The MRIs were provided by five hospitals collaborating with The Spine Centre, using 1.5-T field strength. The majority of the images were sagittal T1-weighted sequences, while axial T2 sequences were available in 82% of the cases.

The MRI procedure is performed in a hospital or outpatient setting. Different doctors perform MRI in different ways. Patients are required to remove any metal objects and wear hospital gowns for the test.

Physical exam

The first step toward effective treatment is diagnosis, and a physical exam can help determine the severity of degenerative disc disease in the neck and back. During your exam, your doctor will evaluate your spine’s flexibility and range of motion. He or she will also ask you about your pain and if it limits your activities. Together, you can explore treatment options that may be appropriate for you. These options may change as your condition progresses.

A physical exam may include palpation of the neck and testing range of motion. The doctor may also perform certain movements to assess whether pain increases with these movements. Imaging studies may also be helpful in determining whether your pain is related to neurologic symptoms. MRI is the most effective imaging test to determine if degenerative disc disease has spread from the cervical spine to the other parts of the body.

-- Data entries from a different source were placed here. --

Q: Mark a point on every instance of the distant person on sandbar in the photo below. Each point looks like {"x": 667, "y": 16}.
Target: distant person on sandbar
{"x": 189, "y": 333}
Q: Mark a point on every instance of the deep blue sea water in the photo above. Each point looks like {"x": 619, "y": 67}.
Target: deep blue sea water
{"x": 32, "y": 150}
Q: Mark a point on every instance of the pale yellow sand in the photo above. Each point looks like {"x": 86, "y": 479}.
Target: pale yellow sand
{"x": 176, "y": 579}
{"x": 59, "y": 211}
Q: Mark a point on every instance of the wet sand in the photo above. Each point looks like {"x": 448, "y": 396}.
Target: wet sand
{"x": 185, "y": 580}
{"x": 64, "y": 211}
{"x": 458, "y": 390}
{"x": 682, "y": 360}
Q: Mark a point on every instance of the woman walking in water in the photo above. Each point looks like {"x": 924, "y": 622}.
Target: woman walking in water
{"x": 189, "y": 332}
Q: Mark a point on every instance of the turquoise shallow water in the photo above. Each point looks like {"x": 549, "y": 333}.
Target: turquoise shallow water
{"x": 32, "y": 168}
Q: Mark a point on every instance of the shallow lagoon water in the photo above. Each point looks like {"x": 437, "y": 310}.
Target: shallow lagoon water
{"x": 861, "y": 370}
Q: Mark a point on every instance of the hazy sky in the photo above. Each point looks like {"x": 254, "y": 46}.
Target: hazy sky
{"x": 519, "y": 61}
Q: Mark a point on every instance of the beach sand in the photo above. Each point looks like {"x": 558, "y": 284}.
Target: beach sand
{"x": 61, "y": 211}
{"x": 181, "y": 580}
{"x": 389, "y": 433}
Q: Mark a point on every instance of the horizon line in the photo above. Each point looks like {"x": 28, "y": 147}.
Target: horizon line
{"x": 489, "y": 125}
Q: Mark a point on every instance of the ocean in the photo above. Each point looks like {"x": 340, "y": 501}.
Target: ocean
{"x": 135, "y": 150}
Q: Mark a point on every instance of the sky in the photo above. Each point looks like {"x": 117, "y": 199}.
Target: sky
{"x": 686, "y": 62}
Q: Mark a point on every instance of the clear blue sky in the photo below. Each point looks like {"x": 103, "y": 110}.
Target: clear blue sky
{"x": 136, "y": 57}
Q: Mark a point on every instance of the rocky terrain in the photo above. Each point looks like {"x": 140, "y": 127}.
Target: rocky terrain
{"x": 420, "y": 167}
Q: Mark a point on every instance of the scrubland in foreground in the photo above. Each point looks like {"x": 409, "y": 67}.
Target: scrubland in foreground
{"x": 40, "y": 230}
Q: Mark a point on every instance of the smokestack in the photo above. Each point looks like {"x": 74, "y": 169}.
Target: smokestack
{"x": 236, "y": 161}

A physical exam will also assess your pain, mobility, and reflexes. It may also be helpful to get a CT scan, which uses radio waves and magnetic fields to provide a detailed picture of the spine. This type of scan can detect spinal damage and herniation.

Herbal therapies

Herbal therapies for degenerative disc disease in your neck are a natural way to reduce pain and improve your condition. They can also protect your discs from degeneration and inflammation. Degenerative disc disease is an age-related condition that can result in pain and weakness of the affected region of the spinal cord. These treatments may include herbal supplements, dietary changes, and exercise. Discs in your spine begin to degenerate over time as you age, losing their mass, elasticity, and fluidity. These discs are no longer able to cushion your body from pressure on your nerves, which can lead to degenerative disc disease.

The symptoms of degenerative disc disease usually worsen as you age. This happens because discs lose their firmness and start to collapse on top of each other. The compression of the nerves can lead to pain radiating down the neck. Discs can also become inflamed, causing severe muscle tension and tenderness in the neck. In addition, inflammation on nerve roots can lead to numbness and pain throughout the affected area.

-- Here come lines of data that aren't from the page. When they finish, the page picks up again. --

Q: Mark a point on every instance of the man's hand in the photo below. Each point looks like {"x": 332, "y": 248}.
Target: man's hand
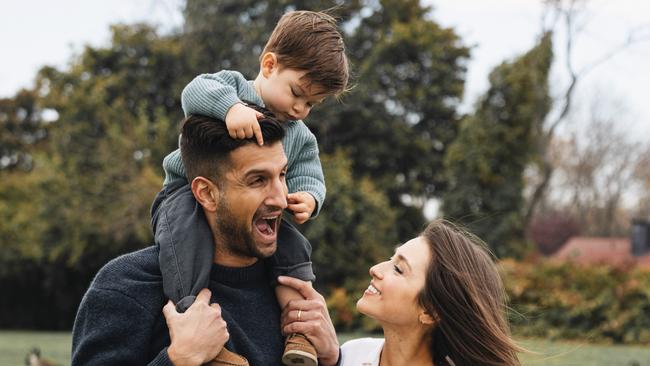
{"x": 242, "y": 123}
{"x": 197, "y": 335}
{"x": 315, "y": 322}
{"x": 302, "y": 204}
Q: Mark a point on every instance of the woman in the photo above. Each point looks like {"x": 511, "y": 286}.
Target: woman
{"x": 439, "y": 300}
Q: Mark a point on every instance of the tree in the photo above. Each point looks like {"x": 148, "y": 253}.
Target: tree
{"x": 87, "y": 195}
{"x": 22, "y": 126}
{"x": 594, "y": 172}
{"x": 355, "y": 229}
{"x": 486, "y": 163}
{"x": 571, "y": 15}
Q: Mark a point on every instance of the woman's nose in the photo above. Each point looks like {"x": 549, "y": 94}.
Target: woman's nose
{"x": 375, "y": 271}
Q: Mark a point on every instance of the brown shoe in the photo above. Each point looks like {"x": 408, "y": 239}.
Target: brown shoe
{"x": 298, "y": 351}
{"x": 227, "y": 358}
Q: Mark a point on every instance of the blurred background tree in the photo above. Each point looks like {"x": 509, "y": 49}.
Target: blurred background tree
{"x": 486, "y": 163}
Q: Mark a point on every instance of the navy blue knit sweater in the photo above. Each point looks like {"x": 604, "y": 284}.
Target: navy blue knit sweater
{"x": 120, "y": 321}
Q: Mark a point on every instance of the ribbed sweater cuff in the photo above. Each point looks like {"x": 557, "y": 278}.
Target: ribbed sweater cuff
{"x": 162, "y": 359}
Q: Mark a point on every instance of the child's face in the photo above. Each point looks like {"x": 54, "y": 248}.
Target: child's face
{"x": 288, "y": 95}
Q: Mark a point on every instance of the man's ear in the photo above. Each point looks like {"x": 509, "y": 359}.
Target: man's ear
{"x": 428, "y": 319}
{"x": 269, "y": 63}
{"x": 206, "y": 193}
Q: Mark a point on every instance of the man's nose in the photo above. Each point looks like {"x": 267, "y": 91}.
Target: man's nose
{"x": 278, "y": 194}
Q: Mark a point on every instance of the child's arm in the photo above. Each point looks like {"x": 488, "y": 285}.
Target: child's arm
{"x": 220, "y": 96}
{"x": 305, "y": 178}
{"x": 210, "y": 95}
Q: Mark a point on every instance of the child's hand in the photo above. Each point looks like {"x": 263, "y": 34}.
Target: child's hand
{"x": 242, "y": 123}
{"x": 302, "y": 204}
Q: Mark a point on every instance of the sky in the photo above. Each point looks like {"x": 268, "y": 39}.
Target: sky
{"x": 36, "y": 33}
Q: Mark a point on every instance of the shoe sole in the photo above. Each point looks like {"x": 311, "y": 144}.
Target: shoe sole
{"x": 299, "y": 358}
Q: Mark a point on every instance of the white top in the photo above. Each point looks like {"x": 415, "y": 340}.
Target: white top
{"x": 362, "y": 352}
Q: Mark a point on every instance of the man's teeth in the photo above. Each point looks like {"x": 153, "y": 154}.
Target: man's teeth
{"x": 373, "y": 290}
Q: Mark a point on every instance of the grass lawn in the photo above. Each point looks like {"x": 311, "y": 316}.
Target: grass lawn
{"x": 14, "y": 346}
{"x": 55, "y": 346}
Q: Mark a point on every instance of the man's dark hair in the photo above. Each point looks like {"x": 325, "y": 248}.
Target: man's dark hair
{"x": 206, "y": 144}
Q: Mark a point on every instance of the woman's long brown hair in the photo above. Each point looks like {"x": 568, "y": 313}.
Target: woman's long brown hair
{"x": 464, "y": 290}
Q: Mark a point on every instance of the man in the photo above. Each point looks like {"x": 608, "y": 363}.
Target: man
{"x": 241, "y": 189}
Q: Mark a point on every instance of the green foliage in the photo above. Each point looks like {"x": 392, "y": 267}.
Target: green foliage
{"x": 399, "y": 118}
{"x": 565, "y": 301}
{"x": 355, "y": 228}
{"x": 22, "y": 128}
{"x": 485, "y": 164}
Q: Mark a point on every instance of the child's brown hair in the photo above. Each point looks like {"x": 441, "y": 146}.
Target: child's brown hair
{"x": 310, "y": 41}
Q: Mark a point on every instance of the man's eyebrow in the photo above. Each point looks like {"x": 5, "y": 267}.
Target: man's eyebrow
{"x": 263, "y": 171}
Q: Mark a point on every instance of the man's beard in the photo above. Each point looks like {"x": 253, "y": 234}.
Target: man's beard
{"x": 235, "y": 235}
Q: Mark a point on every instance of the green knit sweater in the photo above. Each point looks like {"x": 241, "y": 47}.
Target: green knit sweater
{"x": 212, "y": 95}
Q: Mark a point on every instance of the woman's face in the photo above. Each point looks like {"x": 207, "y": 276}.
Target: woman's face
{"x": 391, "y": 297}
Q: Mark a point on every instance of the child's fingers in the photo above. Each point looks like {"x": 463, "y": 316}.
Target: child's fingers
{"x": 249, "y": 131}
{"x": 300, "y": 218}
{"x": 297, "y": 207}
{"x": 257, "y": 131}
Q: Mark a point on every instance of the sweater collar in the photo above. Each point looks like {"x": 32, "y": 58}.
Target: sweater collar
{"x": 239, "y": 275}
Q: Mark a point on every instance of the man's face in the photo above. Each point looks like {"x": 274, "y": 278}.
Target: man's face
{"x": 251, "y": 200}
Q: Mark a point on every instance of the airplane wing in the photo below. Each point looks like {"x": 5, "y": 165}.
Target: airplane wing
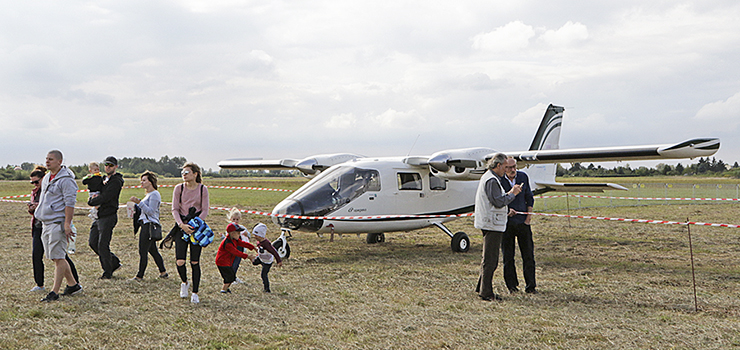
{"x": 258, "y": 164}
{"x": 309, "y": 166}
{"x": 699, "y": 147}
{"x": 542, "y": 187}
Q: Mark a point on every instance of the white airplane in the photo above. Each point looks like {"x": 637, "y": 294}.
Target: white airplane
{"x": 349, "y": 193}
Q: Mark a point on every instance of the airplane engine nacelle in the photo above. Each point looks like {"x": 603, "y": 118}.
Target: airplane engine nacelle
{"x": 459, "y": 164}
{"x": 313, "y": 165}
{"x": 459, "y": 173}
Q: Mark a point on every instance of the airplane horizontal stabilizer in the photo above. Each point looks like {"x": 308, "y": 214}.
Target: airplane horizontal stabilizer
{"x": 543, "y": 187}
{"x": 700, "y": 147}
{"x": 258, "y": 164}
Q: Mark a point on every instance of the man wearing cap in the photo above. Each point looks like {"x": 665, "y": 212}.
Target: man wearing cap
{"x": 101, "y": 230}
{"x": 227, "y": 251}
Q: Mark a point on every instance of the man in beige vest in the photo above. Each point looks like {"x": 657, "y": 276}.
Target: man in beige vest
{"x": 490, "y": 217}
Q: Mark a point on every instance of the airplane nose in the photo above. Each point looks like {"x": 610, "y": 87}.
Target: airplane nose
{"x": 290, "y": 207}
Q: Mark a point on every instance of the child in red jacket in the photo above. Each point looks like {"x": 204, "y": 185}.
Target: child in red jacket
{"x": 227, "y": 251}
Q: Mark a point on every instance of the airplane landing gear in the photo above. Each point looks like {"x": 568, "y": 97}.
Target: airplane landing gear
{"x": 377, "y": 237}
{"x": 460, "y": 242}
{"x": 281, "y": 244}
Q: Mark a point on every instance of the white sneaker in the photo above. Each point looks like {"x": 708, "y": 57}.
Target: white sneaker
{"x": 184, "y": 290}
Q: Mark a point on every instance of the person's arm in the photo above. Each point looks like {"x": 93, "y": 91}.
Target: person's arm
{"x": 231, "y": 248}
{"x": 274, "y": 252}
{"x": 150, "y": 205}
{"x": 109, "y": 192}
{"x": 176, "y": 194}
{"x": 69, "y": 195}
{"x": 247, "y": 245}
{"x": 495, "y": 194}
{"x": 204, "y": 203}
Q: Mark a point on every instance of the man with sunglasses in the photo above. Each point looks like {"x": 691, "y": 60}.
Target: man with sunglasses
{"x": 101, "y": 230}
{"x": 518, "y": 229}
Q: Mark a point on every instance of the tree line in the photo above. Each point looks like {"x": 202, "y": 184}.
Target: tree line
{"x": 133, "y": 167}
{"x": 704, "y": 167}
{"x": 170, "y": 167}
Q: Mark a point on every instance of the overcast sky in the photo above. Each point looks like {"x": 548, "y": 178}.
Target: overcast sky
{"x": 211, "y": 80}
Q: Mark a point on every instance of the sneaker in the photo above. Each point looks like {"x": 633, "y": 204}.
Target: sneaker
{"x": 77, "y": 288}
{"x": 184, "y": 290}
{"x": 50, "y": 297}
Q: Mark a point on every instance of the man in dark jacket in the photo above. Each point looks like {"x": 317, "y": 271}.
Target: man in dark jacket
{"x": 101, "y": 230}
{"x": 517, "y": 228}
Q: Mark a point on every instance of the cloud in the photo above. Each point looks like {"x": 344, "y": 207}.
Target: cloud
{"x": 342, "y": 121}
{"x": 530, "y": 117}
{"x": 569, "y": 34}
{"x": 726, "y": 112}
{"x": 513, "y": 36}
{"x": 392, "y": 119}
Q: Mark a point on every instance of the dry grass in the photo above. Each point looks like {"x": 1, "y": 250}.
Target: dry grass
{"x": 603, "y": 285}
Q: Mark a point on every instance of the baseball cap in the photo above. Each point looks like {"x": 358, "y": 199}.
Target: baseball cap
{"x": 260, "y": 230}
{"x": 111, "y": 160}
{"x": 232, "y": 228}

Acupuncture for degenerative disc disease in the neck can be very beneficial. In this treatment method, the practitioner inserts needles at specific points in the neck, called acupuncture points. Acupuncture will help release endorphins and serotonin, which help alleviate pain. Other herbal therapies for degenerative disc disease in the neck include Devil’s Claw and White Willow Bark, which have anti-inflammatory properties.

Social security disability

A person who lives with degenerative disc disease in the neck can qualify for Social Security disability benefits. The condition can prevent a person from performing the most basic tasks in his or her job, including sitting, standing, walking, lifting, and carrying objects. In addition, it can affect someone’s ability to understand and carry out simple instructions. SSA will also consider the condition’s severity, as well as any other physical or mental conditions.

To qualify for disability benefits, the applicant must show that they can no longer do the same type of work that they were doing prior to the injury. The Social Security Administration will likely want to see medical records from a physician or a medical practitioner that were obtained prior to the disability. However, a diagnosis from a physical therapist or chiropractor is not enough. Social Security officials will prefer a diagnosis from an orthopedist.

In addition to the medical requirements, the person’s work history will be taken into account. The applicant must have worked for at least five years in order to qualify for disability benefits. A disability that is not listed on the list may still qualify as a disability, but the applicant must prove that they are no longer able to perform a job.